On 23 May 2012, European Commission publishes study on issues arising from a reduced time frame and the options allowed for submitting VAT recapitulative statements – Application of Article 263(1) of Directive 2006/112/EC (amended by Directive 2008/117/EC).
Article 263(1) aims at ensuring that information on intra-Community supplies of goods, including deemed supplies, and services is collected and exchanged between Member States more quickly, so as to enable quicker detection of fraud, in particular VAT carousel (missing trader) fraud.
The report was drawn up for the European Commission by PWC in 2011 and focuses on the consequences for business arising from a reduced time frame for submitting recapitulative statements and the possibilities offered to Member States to derogate from the normal rule.
Recommendations and next steps mentioned in the Final Report are:
236 The Study performed by PwC, according to the agreed scope, aimed at analysing the impact of the implementation of article 263(1) for businesses. Based on the results of the Study, it is clear that there is an increase in the on-time cost and the recurring cost for businesses due to the new VAT legislation.
237 Further analysis is required to weigh these additional costs against the aim and benefits of the new VAT legislation, namely the reduction of the VAT gap through the quicker detection of fraud and decreasing the risk on VAT carrousels.

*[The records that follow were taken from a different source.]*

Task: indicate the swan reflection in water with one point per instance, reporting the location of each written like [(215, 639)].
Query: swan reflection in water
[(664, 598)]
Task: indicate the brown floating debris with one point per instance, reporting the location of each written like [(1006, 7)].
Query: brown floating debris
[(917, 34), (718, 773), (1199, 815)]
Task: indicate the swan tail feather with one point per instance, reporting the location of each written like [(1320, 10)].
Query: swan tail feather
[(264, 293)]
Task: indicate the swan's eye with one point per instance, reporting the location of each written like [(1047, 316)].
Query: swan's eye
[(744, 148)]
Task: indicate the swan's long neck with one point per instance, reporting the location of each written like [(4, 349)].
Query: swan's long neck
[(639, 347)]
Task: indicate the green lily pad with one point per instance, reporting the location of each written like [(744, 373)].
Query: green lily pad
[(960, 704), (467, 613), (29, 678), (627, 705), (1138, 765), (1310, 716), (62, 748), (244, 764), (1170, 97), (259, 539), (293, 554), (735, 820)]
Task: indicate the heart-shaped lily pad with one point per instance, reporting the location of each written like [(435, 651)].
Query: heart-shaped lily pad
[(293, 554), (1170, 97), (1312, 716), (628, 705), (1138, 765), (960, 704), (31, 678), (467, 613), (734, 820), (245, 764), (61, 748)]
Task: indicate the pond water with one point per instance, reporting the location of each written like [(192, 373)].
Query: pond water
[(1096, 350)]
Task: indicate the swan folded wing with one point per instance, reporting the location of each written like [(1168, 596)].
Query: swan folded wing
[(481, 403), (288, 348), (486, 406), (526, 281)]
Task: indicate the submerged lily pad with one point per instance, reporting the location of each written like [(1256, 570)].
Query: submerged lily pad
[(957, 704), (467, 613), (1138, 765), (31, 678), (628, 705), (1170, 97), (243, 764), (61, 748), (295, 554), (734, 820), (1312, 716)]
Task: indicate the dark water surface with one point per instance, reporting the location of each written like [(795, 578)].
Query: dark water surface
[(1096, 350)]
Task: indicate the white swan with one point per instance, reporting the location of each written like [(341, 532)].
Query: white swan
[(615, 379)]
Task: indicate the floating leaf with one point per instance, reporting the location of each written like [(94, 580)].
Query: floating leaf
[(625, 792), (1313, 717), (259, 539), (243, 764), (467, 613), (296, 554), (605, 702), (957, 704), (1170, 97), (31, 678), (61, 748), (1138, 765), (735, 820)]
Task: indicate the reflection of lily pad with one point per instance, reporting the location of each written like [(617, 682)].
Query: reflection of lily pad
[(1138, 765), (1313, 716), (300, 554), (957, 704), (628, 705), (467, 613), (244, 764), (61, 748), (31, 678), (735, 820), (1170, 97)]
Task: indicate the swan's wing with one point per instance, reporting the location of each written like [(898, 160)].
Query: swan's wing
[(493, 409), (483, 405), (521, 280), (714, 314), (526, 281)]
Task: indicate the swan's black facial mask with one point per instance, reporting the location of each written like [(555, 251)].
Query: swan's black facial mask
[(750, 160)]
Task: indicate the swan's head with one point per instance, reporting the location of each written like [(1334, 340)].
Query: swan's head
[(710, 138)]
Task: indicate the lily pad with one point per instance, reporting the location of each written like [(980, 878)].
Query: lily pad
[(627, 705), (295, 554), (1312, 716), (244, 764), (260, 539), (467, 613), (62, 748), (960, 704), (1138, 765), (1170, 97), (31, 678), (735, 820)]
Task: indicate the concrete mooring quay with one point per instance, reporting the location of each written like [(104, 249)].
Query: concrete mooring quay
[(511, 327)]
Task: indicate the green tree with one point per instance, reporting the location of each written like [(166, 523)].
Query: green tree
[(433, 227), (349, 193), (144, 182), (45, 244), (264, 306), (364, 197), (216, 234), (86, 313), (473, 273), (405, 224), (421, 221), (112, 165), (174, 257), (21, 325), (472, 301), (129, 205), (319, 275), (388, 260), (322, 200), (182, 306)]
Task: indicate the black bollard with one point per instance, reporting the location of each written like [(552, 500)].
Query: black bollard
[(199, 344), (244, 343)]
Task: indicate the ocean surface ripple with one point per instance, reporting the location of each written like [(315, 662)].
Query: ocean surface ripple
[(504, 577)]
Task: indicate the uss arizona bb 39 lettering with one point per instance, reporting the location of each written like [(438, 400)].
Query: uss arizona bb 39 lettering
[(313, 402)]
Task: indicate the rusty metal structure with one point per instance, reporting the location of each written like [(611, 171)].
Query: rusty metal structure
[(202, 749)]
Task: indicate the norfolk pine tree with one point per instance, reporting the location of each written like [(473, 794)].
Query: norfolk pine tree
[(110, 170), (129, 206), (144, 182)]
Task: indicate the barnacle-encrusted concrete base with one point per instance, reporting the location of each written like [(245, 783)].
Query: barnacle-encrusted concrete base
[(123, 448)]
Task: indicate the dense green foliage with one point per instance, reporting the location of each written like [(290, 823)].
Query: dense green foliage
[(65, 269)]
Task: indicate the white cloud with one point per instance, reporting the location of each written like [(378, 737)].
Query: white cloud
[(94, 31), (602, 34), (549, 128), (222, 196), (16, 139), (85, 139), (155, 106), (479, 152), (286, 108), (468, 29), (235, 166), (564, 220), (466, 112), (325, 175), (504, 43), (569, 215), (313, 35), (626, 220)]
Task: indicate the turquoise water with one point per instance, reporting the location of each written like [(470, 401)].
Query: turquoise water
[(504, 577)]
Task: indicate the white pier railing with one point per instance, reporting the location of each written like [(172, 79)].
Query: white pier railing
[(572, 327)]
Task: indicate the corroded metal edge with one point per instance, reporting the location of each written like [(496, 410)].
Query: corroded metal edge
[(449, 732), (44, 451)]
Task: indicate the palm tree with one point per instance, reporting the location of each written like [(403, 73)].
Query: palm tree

238 Those benefits, if identified, which we have not analysed in the Study because it was not in scope, will mainly be for the tax authorities (in terms of a reduction of the VAT gap), but also for the businesses due to a reduced risk to be unwillingly involved in and to be held liable for VAT fraud. As such it may also help to reduce VAT fraud and unfair competition by fraudulent companies.
239 As the reduction in the time frame of the recapitulative statement is one element from a total to combat fraud, also the other measures to reduce the VAT gap need to be taken up in the analysis to see the aggregated effect on the costs for businesses and to verify whether the measures have an impact on the VAT gap.
240 Calculating the costs and benefits related to all the measures gives a relevant insight whether the measures are, from a macro-economic point of view, justified.
241 Further analysis can be done on how the recurring cost can be decreased by e.g. harmonising the filing procedure through a single, user friendly interface for all Member States and/or through accepting XML files to be uploaded in the same format across all Member States.